Studien zur Behandlung von AD konzentrieren sich zunehmend auf die Beeinflussung des Immunsystems und den Einsatz neuerer Medikamente wie Januskinase-Inhibitoren (JAK, oder Jakinibe, z. B. Oclacitinib, Handelsname Apoquel) sowie auf monoklonale Antikörper, die spezifisch gegen den Juckreiz wirken (z. B. Lokivetmab). Der Wirkstoff ist seit 2017 in der EU zugelassen und wird einmal monatlich unter die Haut (subkutan) gespritzt.

Genetische Selektion durch Züchtung

Im Rahmen von Forschungen an der Universität Upsala wurden Gene beim Hund identifiziert, die sowohl für die Hautbarriere als auch für die Immunabwehr wichtig sind. Eine bedeutende Erkenntnis ist, dass ein bestimmtes Gen bei Hunden ein wesentlicher Risikofaktor für die atopische Dermatitis ist. Da das Gen identifiziert werden kann, öffnet es den Weg für eine gezielte Selektion bei den Elterntieren in der Hundezucht.

Tengvall, K., Sundström, E., Wang, C. et al. Bayesian model and selection signature analyses reveal risk factors for canine atopic dermatitis. Commun Biol 5, 1348 (2022). https://doi.org/10.1038/s42003-022-04279-8

Medikamentöse Therapie

Januskinase-Inhibitoren

Mechanismus und Einsatz: Januskinase-Inhibitoren (JAK-Inhibitoren) blockieren spezifische Enzyme, die in der Signalübertragung von Zytokinen involviert sind, insbesondere jene, die die Immunantwort und den Entzündungsprozess steuern. Bei der atopischen Dermatitis spielen Zytokine wie Interleukin-2, -4, -6 und -31 eine Schlüsselrolle, indem sie Entzündungen und Juckreiz fördern.

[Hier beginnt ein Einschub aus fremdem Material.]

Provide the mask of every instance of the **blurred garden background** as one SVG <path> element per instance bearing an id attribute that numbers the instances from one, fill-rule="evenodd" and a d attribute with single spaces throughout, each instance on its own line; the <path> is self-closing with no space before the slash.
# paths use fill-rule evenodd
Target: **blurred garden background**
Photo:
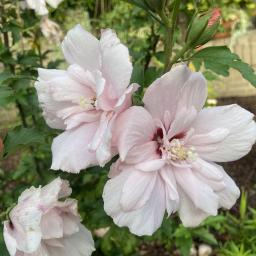
<path id="1" fill-rule="evenodd" d="M 70 181 L 72 197 L 94 235 L 93 255 L 256 255 L 256 148 L 246 157 L 224 165 L 242 190 L 231 211 L 221 211 L 194 229 L 184 228 L 178 218 L 165 218 L 152 237 L 136 237 L 127 228 L 115 226 L 103 211 L 102 190 L 109 166 L 89 168 L 79 175 L 51 171 L 51 142 L 59 131 L 48 128 L 38 105 L 34 82 L 37 68 L 65 68 L 60 44 L 66 32 L 80 23 L 94 35 L 102 28 L 114 29 L 129 50 L 134 65 L 132 81 L 141 87 L 134 96 L 159 77 L 164 67 L 163 27 L 152 11 L 154 0 L 64 0 L 49 14 L 37 15 L 24 2 L 0 2 L 0 220 L 6 219 L 19 194 L 31 184 L 44 185 L 58 175 Z M 195 12 L 220 8 L 221 22 L 209 46 L 227 45 L 256 68 L 256 1 L 181 1 L 174 52 L 184 44 L 188 20 Z M 143 3 L 143 4 L 142 4 Z M 198 51 L 201 47 L 195 49 Z M 223 62 L 221 55 L 214 62 Z M 256 114 L 255 79 L 235 69 L 202 67 L 209 85 L 209 106 L 238 103 Z M 249 80 L 249 81 L 248 81 Z M 0 230 L 2 226 L 0 224 Z M 2 231 L 0 255 L 6 256 Z"/>

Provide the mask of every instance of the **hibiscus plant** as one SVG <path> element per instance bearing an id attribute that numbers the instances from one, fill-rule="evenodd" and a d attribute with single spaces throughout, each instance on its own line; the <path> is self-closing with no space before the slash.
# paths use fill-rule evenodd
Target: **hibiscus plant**
<path id="1" fill-rule="evenodd" d="M 245 192 L 238 217 L 220 210 L 240 197 L 221 163 L 249 153 L 254 115 L 207 107 L 204 74 L 236 69 L 253 86 L 256 74 L 207 45 L 217 2 L 186 2 L 1 1 L 1 253 L 164 255 L 160 243 L 186 256 L 237 234 L 229 219 L 251 230 Z"/>

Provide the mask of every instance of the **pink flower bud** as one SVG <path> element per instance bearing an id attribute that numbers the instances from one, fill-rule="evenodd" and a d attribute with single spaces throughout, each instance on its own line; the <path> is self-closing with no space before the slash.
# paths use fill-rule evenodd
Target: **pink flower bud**
<path id="1" fill-rule="evenodd" d="M 221 17 L 221 9 L 220 8 L 214 8 L 212 10 L 212 15 L 208 21 L 208 27 L 213 26 L 215 23 L 217 23 L 219 21 Z"/>

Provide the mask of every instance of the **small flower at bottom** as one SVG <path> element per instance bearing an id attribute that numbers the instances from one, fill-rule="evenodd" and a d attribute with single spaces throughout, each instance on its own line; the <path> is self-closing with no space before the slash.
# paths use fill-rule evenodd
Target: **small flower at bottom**
<path id="1" fill-rule="evenodd" d="M 60 178 L 31 187 L 19 197 L 4 222 L 4 240 L 11 256 L 89 256 L 94 249 L 90 231 L 80 222 L 69 183 Z"/>
<path id="2" fill-rule="evenodd" d="M 239 188 L 215 162 L 250 151 L 253 114 L 238 105 L 203 108 L 206 98 L 202 74 L 181 65 L 149 86 L 144 108 L 120 115 L 113 138 L 119 159 L 103 192 L 104 209 L 118 226 L 151 235 L 165 211 L 193 227 L 235 204 Z"/>

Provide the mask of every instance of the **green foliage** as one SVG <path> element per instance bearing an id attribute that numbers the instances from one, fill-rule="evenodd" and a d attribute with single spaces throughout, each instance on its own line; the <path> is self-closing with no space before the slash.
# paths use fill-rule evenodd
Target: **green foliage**
<path id="1" fill-rule="evenodd" d="M 232 53 L 226 46 L 212 46 L 203 48 L 190 58 L 197 70 L 204 64 L 206 69 L 222 76 L 229 75 L 229 69 L 234 68 L 256 87 L 255 71 L 247 63 L 244 63 L 238 55 Z"/>
<path id="2" fill-rule="evenodd" d="M 33 128 L 16 127 L 8 132 L 4 140 L 4 157 L 21 147 L 37 145 L 44 142 L 43 134 Z"/>

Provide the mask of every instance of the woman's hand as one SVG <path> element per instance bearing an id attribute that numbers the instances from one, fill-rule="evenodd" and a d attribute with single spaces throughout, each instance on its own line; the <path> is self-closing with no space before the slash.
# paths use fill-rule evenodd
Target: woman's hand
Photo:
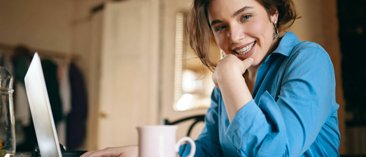
<path id="1" fill-rule="evenodd" d="M 242 61 L 233 55 L 228 55 L 217 63 L 212 74 L 212 81 L 220 89 L 219 85 L 225 85 L 228 81 L 237 80 L 238 77 L 242 78 L 243 74 L 253 63 L 252 58 Z"/>
<path id="2" fill-rule="evenodd" d="M 88 152 L 80 157 L 137 157 L 138 154 L 137 146 L 128 146 Z"/>
<path id="3" fill-rule="evenodd" d="M 243 77 L 253 63 L 251 58 L 242 61 L 228 55 L 217 63 L 212 74 L 212 80 L 221 91 L 230 123 L 238 111 L 253 99 Z"/>

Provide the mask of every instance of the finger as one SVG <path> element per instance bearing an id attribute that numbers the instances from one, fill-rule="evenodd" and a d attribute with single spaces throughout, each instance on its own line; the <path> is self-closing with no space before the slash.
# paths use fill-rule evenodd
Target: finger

Oclacitinib (Handelsname: Apoquel) ist der prominenteste JAK-Inhibitor, der derzeit in der Veterinärmedizin zur Behandlung von Hunden mit atopischer Dermatitis eingesetzt wird.

Wirksamkeit und Sicherheit: Oclacitinib wirkt schnell und effektiv, indem es innerhalb weniger Stunden nach Verabreichung den Juckreiz lindert und die Entzündung reduziert. Dies macht es besonders nützlich bei akuten Schüben. Studien haben gezeigt, dass Oclacitinib gut verträglich ist, auch bei Langzeitanwendung. Nebenwirkungen sind relativ selten und umfassen leichte Magen-Darm-Störungen und in seltenen Fällen eine leichte Erhöhung des Infektionsrisikos aufgrund der immunsuppressiven Wirkung.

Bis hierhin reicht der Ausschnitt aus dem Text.